Microsoft attempted to restructure its proposed acquisition by agreeing to sell cloud streaming rights to Ubisoft, leading the CMA to launch a new merger inquiry.
This move has now seemingly been enough to satisfy the CMA, which has posted its provisional decision today.
“While the CMA has identified limited residual concerns with the new deal, Microsoft has put forward remedies which the CMA has provisionally concluded should address these issues,” the statement reads.
It adds: “While the restructured deal is materially different to the previous transaction and substantially addresses most concerns, the CMA has limited residual concerns that certain provisions in the sale of Activision’s cloud streaming rights to Ubisoft could be circumvented, terminated, or not enforced.

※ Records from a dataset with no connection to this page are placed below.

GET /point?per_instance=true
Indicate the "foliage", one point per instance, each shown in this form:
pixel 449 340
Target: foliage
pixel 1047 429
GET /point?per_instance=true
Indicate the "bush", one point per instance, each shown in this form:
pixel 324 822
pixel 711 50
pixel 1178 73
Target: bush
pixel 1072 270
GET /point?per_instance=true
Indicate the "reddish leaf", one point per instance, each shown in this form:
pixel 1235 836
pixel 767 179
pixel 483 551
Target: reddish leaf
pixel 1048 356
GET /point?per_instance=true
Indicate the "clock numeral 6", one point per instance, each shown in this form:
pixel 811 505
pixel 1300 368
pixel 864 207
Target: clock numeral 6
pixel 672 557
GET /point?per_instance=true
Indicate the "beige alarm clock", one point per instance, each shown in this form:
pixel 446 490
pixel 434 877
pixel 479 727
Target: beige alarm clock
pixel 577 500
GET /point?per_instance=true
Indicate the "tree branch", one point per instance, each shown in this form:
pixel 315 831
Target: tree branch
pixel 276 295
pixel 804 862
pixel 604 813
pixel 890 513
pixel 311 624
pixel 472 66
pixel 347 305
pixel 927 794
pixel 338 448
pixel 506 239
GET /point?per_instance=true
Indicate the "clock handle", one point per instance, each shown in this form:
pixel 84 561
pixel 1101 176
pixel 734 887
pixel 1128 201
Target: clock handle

“To address these concerns, Microsoft has offered remedies to ensure that the terms of the sale of Activision’s rights to Ubisoft are enforceable by the CMA. The CMA has provisionally concluded that this additional protection should resolve those residual concerns.”

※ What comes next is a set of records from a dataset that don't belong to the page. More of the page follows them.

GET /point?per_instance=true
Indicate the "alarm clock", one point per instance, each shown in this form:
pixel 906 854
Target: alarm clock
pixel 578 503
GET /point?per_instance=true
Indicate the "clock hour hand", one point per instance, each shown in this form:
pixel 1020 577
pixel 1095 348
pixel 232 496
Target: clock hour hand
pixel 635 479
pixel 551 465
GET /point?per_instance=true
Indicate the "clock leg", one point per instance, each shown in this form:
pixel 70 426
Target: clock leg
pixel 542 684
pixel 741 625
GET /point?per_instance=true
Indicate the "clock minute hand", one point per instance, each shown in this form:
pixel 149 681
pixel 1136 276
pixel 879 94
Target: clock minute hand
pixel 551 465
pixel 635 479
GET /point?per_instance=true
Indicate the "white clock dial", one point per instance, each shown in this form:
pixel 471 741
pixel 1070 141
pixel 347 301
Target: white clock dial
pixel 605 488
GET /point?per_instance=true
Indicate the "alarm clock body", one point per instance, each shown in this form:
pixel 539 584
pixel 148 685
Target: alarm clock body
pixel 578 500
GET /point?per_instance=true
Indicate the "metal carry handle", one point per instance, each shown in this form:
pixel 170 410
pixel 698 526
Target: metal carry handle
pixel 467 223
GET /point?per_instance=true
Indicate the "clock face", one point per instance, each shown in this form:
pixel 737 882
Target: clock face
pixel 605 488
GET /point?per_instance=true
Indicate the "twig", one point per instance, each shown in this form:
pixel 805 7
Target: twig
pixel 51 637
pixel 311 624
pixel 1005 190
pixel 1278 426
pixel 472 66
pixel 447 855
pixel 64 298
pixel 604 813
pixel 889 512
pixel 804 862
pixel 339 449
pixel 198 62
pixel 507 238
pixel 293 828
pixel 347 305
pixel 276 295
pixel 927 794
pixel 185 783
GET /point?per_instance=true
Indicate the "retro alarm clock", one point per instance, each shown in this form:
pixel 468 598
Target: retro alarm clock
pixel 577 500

The CMA has now opened a consultation until October 6, after which time it will make a final decision. Unless any major objections shed new light on the situation, it should now be expected that the CMA will approve the deal.
Following the publication of the CMA’s provisional decision, Microsoft president and vice chair Brad Smith tweeted: “We are encouraged by this positive development in the CMA’s review process.
“We presented solutions that we believe fully address the CMA’s remaining concerns related to cloud game streaming, and we will continue to work toward earning approval to close prior to the October 18 deadline.”
Commenting on the provisional decision, the CMA’s senior director of mergers and Phase 1 decision maker Colin Raftery said he was satisfied that Microsoft’s new proposal satisifies the CMA’s concerns.
“This is a new and substantially different deal, which keeps the cloud distribution of these important games in the hands of a strong independent supplier, Ubisoft, rather than under the control of Microsoft,” Raftery said.
“With additional protections to make sure that the deal is properly implemented, this will maintain the structure of the market, enabling open competition to continue to shape the development of cloud gaming in the years to come, and giving UK gamers the opportunity to access Activision’s games in many different ways, including through cloud-based multigame subscription services.”